R Tutorials--Model Formulae

MODEL FORMULAE

This is a short tutorial on writing model formulae for ANOVA and regression analyses. It will be linked to from those tutorials, but you are welcome to read it just for kicks if you'd like.

R functions such as aov(), lm(), and glm() use a formula interface to specify the variables to be included in the analysis. The formula determines the model that will be built and tested by the R procedure. The basic format of such a formula is...

response variable ~ explanatory variables

The tilde (the symbol between the response and explanatory variables) should be read "is modeled by" or "is modeled as a function of." The trick is in how the explanatory variables are specified.

A basis regression analysis would be formulated this way...

y ~ x

...where "x" is the explanatory variable or IV, and "y" is the response variable or DV. Additional explanatory variables would be added in as follows:

y ~ x + z

...which would make this a multiple regression with two predictors. This raises a critical issue that must be understood to get model formulae correct. Symbols used as mathematical operators in other contexts do not have their usual mathematical meaning inside model formulae. The following table lists the meaning of these symbols when used in a formula.

symbol	example	meaning
+	+ x	include this variable
-	- x	delete this variable
:	x : z	include the interaction between these variables
*	x * z	include these variables and the interactions between them
/	x / z	nesting: include z nested within x
\|	x \| z	conditioning: include x given z
^	(u + v + w + z)^3	include these variables and all interactions up to three way
poly	poly(x,3)	polynomial regression: orthogonal polynomials
Error	Error(a/b)	specify an error term
I	I(x*z)	as is: include a new variable consisting of these variables multiplied; I(x^2) means include this variable squared, etc. In other words I( ) isolates the mathematic operations inside it.
1	- 1	intercept: delete the intercept (regress through the origin)

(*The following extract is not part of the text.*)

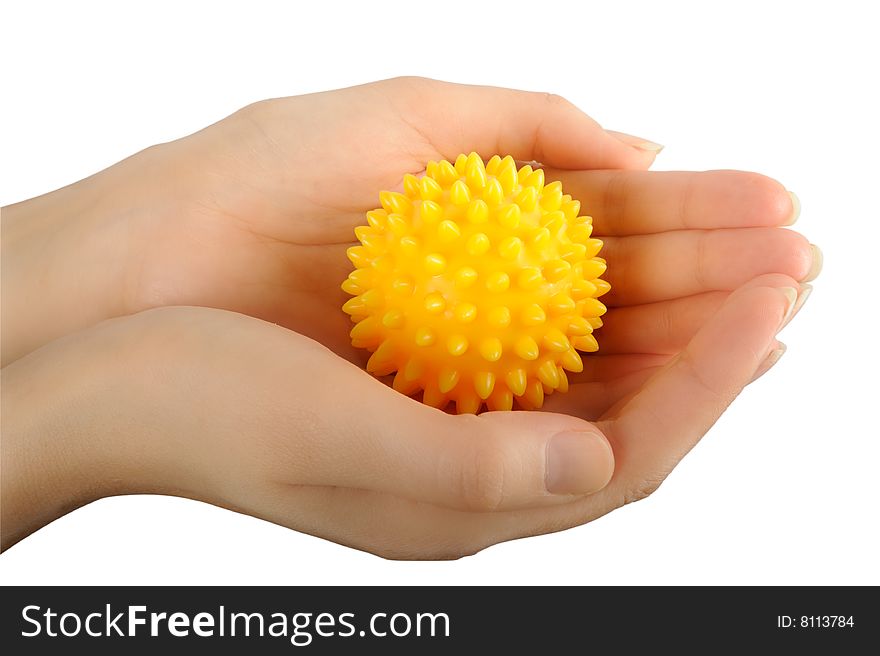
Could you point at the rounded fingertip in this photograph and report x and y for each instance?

You may have noticed already that some formula structures can be specified in more than one way.

y ~ u + v + w + u:v + u:w + v:w + u:v:w
y ~ u * v * w
y ~ (u + v + w)^3

All three of these specify a model in which the variables "u", "v", "w", and all the interactions between them are included. Any of these formats...

y ~ u + v + w + u:v + u:w + v:w
y ~ u * v * w - u:v:w
y ~ (u + v + w)^2

...would delete the three way interaction but include the two way interactions.

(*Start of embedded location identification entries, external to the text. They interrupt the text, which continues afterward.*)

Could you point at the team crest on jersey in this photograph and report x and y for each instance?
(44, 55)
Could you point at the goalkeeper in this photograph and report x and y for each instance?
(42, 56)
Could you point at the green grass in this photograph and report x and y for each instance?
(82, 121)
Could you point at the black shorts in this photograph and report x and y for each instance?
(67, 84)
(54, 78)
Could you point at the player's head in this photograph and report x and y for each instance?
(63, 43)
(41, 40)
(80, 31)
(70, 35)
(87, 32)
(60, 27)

The nature of the variables--binary, categorial (factors), numerical--will determine the nature of the analysis. For example, if "u" and "v" are factors...

y ~ u + v

...dictates an analysis of variance (without the interaction term). If "u" and "v" are numerical, the same formula would dictate a multiple regression. If "u" is numerical and "v" is a factor, then an analysis of covariance is dictated.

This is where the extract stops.